Python, Straightforward with Explanation (Bonus O(N) solution)


  • 14

    We perform a "center expansion" among all possible centers of the palindrome.

    Let N = len(S). There are 2N-1 possible centers for the palindrome: we could have a center at S[0], between S[0] and S[1], at S[1], between S[1] and S[2], at S[2], etc.

    To iterate over each of the 2N-1 centers, we will move the left pointer every 2 times, and the right pointer every 2 times starting with the second (index 1). Hence, left = center / 2, right = center / 2 + center % 2.

    From here, finding every palindrome starting with that center is straightforward: while the ends are valid and have equal characters, record the answer and expand.

    def countSubstrings(self, S):
        N = len(S)
        ans = 0
        for center in xrange(2*N - 1):
            left = center / 2
            right = left + center % 2
            while left >= 0 and right < N and S[left] == S[right]:
                ans += 1
                left -= 1
                right += 1
        return ans
    

    Bonus: Implementing Manacher's algorithm can give a linear time solution with one additional line. I invite the reader to Google "Manacher's Algorithm" if interested in the explanation.

    def countSubstrings(self, S):
        def manachers(S):
            A = '@#' + '#'.join(S) + '#$'
            Z = [0] * len(A)
            center = right = 0
            for i in xrange(1, len(A) - 1):
                if i < right:
                    Z[i] = min(right - i, Z[2 * center - i])
                while A[i + Z[i] + 1] == A[i - Z[i] - 1]:
                    Z[i] += 1
                if i + Z[i] > right:
                    center, right = i, i + Z[i]
            return Z
    
        return sum((v+1)/2 for v in manachers(S))
    

  • 1
    S

    Could you please share some pointers to understand why there're 2*N - 1 centers, for first algorithm?


  • 1

    @parvez.h.shaikh Sure, I edited my post to explain it better.


  • 0
    8

    For "Manacher's Algorithm", I don't understand why the result is

    return sum((v+1)/2 for v in manachers(S))
    

    Can u explain it ?


  • 0

    @8aAsr5 Each integer in manachers(S) represents the maximum half-length of a palindrome at some center. For example, if the center is at the capital letter, 'A' will be 1, 'bAb' will be 3, 'cbAbc' will be 5. If the center is between two letters, say at |, then 'a|a' will be 2, 'ba|ab' will be 4, etc. From these numbers, (v+1)/2 is the correct count of the number of palindromes with this center.


  • 0
    B
    This post is deleted!

  • 0
    B
    This post is deleted!

  • 0
    S

    @awice said in Python, Straightforward with Explanation (Bonus O(N) solution):

    epresents the maximum half-length of a palindrome at some center.

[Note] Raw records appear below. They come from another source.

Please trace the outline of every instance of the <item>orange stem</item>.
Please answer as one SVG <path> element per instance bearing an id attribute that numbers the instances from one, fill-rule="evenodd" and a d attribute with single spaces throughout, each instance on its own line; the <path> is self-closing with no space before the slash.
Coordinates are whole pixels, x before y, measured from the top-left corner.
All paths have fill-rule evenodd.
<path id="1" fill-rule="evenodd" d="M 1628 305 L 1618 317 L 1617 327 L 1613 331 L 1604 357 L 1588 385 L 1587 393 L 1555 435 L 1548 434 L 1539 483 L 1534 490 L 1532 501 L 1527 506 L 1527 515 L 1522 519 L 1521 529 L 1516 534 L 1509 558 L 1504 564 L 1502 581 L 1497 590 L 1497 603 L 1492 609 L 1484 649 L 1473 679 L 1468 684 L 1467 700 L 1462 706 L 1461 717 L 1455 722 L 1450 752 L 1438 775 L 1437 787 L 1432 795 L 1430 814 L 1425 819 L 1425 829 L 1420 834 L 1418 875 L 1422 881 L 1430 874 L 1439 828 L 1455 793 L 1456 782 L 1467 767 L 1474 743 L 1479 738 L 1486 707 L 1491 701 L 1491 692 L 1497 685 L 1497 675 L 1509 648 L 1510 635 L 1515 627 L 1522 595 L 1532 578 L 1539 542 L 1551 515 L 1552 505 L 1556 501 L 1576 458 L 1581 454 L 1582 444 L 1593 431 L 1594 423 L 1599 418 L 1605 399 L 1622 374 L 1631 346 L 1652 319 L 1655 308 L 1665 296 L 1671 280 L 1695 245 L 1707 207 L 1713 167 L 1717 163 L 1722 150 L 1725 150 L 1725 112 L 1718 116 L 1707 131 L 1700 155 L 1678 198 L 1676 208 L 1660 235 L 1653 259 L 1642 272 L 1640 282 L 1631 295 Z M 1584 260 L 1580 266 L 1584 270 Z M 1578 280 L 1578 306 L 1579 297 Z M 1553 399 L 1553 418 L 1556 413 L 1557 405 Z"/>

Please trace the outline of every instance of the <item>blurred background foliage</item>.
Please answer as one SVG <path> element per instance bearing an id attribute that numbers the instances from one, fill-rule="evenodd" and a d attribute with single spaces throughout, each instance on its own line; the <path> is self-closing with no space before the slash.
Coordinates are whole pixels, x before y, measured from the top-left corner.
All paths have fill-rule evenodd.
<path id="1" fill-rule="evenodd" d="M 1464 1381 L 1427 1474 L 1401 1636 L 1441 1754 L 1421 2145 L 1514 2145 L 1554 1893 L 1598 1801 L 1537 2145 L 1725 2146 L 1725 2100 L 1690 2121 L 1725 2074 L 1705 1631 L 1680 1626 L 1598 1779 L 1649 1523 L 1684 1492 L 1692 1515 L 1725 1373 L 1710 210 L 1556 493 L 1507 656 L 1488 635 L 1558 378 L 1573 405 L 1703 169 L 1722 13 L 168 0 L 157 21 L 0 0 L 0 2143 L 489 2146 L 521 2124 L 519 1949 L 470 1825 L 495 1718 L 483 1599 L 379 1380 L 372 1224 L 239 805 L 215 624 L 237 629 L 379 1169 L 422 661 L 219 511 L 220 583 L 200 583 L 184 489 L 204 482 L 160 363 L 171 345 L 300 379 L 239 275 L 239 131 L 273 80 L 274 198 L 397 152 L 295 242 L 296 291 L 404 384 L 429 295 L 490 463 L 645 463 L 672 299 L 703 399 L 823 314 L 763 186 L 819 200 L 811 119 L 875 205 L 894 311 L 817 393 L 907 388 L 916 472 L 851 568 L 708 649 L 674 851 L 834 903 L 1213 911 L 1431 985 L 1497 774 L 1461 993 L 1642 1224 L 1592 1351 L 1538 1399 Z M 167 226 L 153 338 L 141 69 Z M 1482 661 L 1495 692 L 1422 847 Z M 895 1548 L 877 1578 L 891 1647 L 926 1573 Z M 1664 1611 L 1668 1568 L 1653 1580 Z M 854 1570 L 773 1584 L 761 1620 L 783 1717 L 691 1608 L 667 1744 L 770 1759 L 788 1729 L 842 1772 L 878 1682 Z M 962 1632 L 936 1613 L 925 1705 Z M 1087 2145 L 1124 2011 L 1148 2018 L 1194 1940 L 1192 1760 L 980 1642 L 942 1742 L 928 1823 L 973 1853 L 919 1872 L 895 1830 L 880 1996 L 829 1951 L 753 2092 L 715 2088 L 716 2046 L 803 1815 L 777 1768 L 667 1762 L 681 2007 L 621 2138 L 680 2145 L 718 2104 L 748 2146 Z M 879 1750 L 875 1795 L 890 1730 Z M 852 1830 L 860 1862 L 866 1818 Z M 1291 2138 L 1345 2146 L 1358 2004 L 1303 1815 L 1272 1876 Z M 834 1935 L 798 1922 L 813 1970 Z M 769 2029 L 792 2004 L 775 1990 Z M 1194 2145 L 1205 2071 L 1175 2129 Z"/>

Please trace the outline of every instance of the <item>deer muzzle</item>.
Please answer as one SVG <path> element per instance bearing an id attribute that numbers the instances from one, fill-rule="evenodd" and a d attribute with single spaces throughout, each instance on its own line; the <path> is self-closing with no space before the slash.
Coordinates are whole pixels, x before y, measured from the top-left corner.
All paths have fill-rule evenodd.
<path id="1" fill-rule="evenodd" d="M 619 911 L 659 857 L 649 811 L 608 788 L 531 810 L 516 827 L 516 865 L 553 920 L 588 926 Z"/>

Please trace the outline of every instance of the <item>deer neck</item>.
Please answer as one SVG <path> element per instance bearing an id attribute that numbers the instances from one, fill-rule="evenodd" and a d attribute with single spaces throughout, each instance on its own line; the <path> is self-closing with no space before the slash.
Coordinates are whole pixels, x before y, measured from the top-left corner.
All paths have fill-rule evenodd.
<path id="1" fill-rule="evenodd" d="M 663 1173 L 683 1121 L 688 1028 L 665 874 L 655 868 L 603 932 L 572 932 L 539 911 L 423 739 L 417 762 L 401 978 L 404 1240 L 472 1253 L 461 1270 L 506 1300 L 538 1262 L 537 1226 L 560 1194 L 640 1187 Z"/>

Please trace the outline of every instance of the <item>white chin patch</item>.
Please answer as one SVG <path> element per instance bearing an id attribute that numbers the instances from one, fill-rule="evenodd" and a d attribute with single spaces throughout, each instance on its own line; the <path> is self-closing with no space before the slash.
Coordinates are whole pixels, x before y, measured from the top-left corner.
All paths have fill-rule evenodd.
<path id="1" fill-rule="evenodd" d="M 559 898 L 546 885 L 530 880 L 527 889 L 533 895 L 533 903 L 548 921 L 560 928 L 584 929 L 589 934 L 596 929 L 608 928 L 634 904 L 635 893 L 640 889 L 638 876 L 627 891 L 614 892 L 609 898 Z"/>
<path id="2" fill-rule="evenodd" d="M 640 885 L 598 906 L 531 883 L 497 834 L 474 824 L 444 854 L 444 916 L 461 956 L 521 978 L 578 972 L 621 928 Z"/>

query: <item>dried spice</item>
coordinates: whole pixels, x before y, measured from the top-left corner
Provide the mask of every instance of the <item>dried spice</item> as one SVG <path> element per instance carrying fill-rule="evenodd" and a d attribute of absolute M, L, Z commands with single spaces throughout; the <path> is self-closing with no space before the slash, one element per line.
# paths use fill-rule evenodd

    I still can not understand why (v + 1) / 2 is the count of the number of palindromes; instead of giving instances, could you give me any intuition behind this? thank you!


  • 0
    J

    Thanks for the nice solution.
    I have a question,since I was asked a similar problem in an interview, and that one is almost the same except that we need to return the number of distinct palindromes.
    My solution was quite naive, by using a hashmap to check whether we counted this palindrome or not, but I wonder, is there a better and tricky solution?


  • 0

    @shaniavina said in Python, Straightforward with Explanation (Bonus O(N) solution):

    @awice said in Python, Straightforward with Explanation (Bonus O(N) solution):

    epresents the maximum half-length of a palindrome at some center.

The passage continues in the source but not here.